The host organization was Empa, where intensive work is being carried out on fibre and textile innovations.
Although textiles have a tradition extending back thousands of years into antiquity, there still remains room for innovation today, and the aim of this year's Fiber Society conference was to sound out the opportunities on offer in this regard, organisers said.
The society was founded in 1941 to encourage and support scientific progress in the field of fibres and fibre products, and the conference motto, Fiber Research for Tomorrow’s Applications, was therefore entirely appropriate.
The aim is to emphasize the message that, “Textiles have an unbroken potential," as Rudolf Hufenus, of Empa's Advanced Fibers Laboratory and one of the conference organizers, put it in his welcoming address.
Innovation in this field generally takes place as a result of partnerships between groups drawn from various scientific disciplines.

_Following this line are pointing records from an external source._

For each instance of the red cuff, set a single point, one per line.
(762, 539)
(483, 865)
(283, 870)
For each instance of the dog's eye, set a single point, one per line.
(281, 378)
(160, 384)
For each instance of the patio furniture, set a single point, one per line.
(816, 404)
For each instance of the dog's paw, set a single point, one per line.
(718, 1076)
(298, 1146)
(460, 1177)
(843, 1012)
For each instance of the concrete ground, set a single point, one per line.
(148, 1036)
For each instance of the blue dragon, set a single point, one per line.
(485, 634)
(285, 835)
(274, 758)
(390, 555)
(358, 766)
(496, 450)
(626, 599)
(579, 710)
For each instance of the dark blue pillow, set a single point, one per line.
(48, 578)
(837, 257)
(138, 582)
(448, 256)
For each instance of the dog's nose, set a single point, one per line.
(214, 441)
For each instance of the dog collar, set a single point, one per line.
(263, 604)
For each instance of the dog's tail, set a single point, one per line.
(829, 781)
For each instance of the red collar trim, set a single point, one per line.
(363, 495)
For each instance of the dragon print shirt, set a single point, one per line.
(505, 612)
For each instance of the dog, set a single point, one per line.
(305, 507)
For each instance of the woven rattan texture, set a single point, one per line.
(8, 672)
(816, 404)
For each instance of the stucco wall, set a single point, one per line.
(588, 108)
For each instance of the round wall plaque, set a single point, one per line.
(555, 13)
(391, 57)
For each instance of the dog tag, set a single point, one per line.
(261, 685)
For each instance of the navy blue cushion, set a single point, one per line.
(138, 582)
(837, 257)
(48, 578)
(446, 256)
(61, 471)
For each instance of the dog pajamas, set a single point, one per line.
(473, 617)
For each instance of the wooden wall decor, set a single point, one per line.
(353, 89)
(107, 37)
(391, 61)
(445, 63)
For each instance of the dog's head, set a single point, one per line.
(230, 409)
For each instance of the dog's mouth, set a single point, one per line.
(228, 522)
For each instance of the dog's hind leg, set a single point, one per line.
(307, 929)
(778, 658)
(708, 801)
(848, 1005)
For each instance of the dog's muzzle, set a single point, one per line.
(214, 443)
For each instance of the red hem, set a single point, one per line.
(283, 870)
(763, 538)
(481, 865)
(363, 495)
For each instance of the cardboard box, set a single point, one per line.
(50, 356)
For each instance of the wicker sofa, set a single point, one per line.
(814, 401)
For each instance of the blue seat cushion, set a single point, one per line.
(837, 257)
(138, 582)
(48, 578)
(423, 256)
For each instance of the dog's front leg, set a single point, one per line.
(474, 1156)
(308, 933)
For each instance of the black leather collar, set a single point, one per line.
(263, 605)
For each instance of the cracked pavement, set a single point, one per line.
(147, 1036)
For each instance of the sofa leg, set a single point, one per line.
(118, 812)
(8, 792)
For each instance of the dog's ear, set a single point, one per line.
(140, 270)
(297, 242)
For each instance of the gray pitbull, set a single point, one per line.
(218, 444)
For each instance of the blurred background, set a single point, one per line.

Just as important is the intensive cooperation between research institutes and industry, in Hufenus’ opinion.
Organisers say the Fiber Society Spring Conference, which took place from the 23rd to 25th of May, represented the ideal platform for the exchange of ideas and know-how necessary to initiate and plan collaborative projects. The conference was held at Empa's St Gallen site, which has traditionally been heavily involved in innovative work in the textile field.
Empa says there was enormous interest in the event, and the organizers received about twice as many suggestions for expert presentations as they were able to consider. Altogether over 200 scientists from 20 countries attended the event.
“The conference deals with the practical applications of today's fibre research," explained Hufenus, whose own work involves developing novel fibres with his team.
One such example is a fibre for making protective jackets which, although acting like armour to shield the wearer from heavy blows, is still pliant and supple so that the jacket is comfortable to wear.
Empa says the symposium showed that there is a general trend for textiles to find use in new areas of application with high added value, for example in the medical field where implants made of textiles are being used to replace blood vessels or heart valves.
It also notes that the latest developments in conductive fibres are leading to a fusion of electronics and textile technology, with an appropriately large potential for the monitoring of bodily functions and applications in telemedicine.
Empa is itself working intensively on a range of solutions in this very promising area; in all eight Empa staff members presented the latest results of their work during the conference, one being in the area of electro spinning – a process by which fibres of both polymer and purely inorganic material, as well as composites of both, can be manufactured with diameters in the nanometre range. This makes it possible for example to create novel nonwoven textile-based materials for applications in medical and filter technologies, and in catalytic processes.